The one looming after 2016 was fixed on Thursday night with the acquisition of Andrelton Simmons from the Braves for pitchers Sean Newcomb and Chris Ellis, the team's top two prospects. Veteran Erick Aybar, coming off a bad season and with one year remaining on his contract, was included in the trade. Simmons is signed through 2020 and while his offense has regressed from 2013, he remains a plus-plus defender.

Guy on the rise: Andrew Heaney, acquired for Howie Kendrick, had a promising rookie season, going 6-4 with a 3.49 ERA in 18 starts. He's probably not a top-of-the-rotation guy given his so-so strikeout rate, but if he can continue to get ground balls with his low-90s sinker, he should be an effective No. 3-type starter.

Prospect to anticipate: Newcomb, a hard-throwing lefty, was the top prospect in a very thin system. Kyle Kubitza -- who owns a career .376 OBP in the minors -- is the default option at third base, but he lacks power and a .271/.357/.443 line at Salt Lake isn't too impressive. He struggled in an initial brief trial with the Angels but unless another move comes he'll get a chance to start.

Winter action plan: The good news is that Jered Weaver and C.J. Wilson, both making $20 million in 2016, are off the books after this season, so the Angels could dip into the free-agent market. Jason Heyward would solve the outfield corner issue (with Calhoun moving to left field) and also provide a left-handed bat with on-base ability.
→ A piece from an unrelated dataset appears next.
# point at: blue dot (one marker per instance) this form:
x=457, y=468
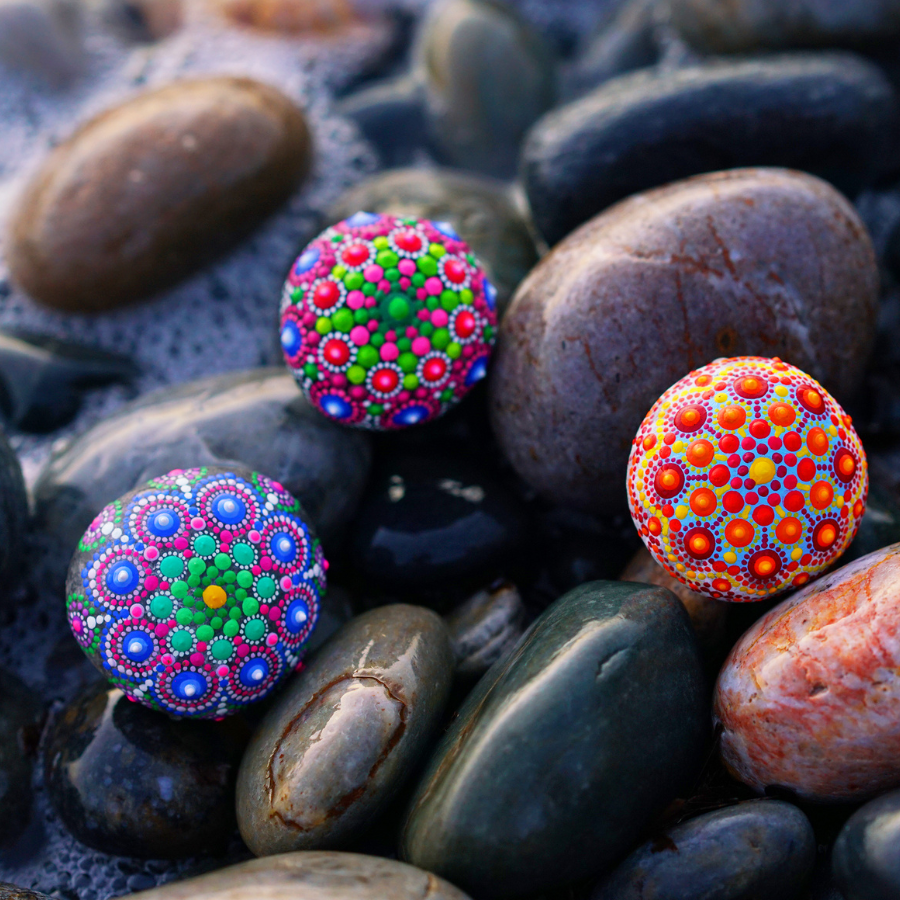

Justin Upton and Yoenis Cespedes have to be considered possibilities as well.

The Simmons trade means there isn't much left in the farm system, so any further additions will likely come via free agency or will be one-year fixes, somebody like Martin Prado at third base. The Angels have depth in the rotation with seven solid candidates and the infield defense will certainly be better with Simmons, but any chance at getting back to the postseason rests on Eppler figuring how to build an offense around Trout.